Monday, November 16, 2009
The American Institute of CPAs (AICPA) has filed a lawsuit against the Federal Trade Commission (FTC) over the Red Flags Rule, reports WebCPA.com. AICPA says the FTC is wrong to interpret that the rule should apply to accountants. The Red Flags Rule requires that financial institutions and creditors take certain measures to prevent and recognize identity theft. "We do not believe that there is any reasonably foreseeable risk of identity theft when CPA clients are billed for services rendered," said AICPA president and CEO Barry Melancon.
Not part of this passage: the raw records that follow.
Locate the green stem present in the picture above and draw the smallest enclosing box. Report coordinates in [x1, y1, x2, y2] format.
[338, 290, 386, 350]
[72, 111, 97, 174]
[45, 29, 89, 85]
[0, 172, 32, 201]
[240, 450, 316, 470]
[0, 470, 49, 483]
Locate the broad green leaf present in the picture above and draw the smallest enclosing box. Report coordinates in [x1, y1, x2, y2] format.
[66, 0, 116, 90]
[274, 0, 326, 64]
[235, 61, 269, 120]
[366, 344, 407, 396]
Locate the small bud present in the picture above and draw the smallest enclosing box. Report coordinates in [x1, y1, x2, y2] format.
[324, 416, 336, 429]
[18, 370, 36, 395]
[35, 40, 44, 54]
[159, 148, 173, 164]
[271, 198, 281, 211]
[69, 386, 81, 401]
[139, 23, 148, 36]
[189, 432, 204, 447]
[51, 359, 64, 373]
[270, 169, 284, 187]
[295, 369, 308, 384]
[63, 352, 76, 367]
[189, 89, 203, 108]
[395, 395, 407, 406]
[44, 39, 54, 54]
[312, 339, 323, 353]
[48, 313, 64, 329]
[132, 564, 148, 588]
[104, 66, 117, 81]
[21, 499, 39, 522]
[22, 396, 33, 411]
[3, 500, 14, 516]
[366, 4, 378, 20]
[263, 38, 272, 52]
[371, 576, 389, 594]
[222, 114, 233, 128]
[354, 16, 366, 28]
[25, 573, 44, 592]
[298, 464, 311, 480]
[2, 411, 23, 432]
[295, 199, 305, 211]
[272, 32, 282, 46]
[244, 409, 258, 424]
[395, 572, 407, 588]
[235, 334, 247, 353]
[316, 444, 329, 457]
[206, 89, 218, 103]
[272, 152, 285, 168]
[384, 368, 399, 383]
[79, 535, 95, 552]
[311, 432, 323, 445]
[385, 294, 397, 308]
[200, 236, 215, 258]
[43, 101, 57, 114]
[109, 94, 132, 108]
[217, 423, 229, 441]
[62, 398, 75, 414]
Late last month a U.S. District Court judge granted an American Bar Association motion to prevent the FTC from holding practicing attorneys accountable to the rule.
Anyone who has read or even scanned the Red Flags legislation cannot help but to see that this is intended to lower the incidents of identity theft through a sensitivity and understanding of what some of the causes are. Attorneys seem to be sensitive more to having oversight from outside their ranks than to stopping identity theft. I am pretty certain however that when an attorney suffers at the hand of identity thieves they want to know what the company whose compromise caused the theft had done to safeguard their information prior to the breach. Not wanting to lose their own thunder the lobbyists for CPAs feel the need for their own exemption. That is evident in the statement by Mr. Melancon who mistakenly links billing to theft. It isn't the billing Mr. Melancon, it's the data lying about in your company waiting for someone to walk out with it on a CD, or to hack your servers and get it.
Again, "When you safeguard the information you keep on others you are protecting them. When someone else does it they are protecting you."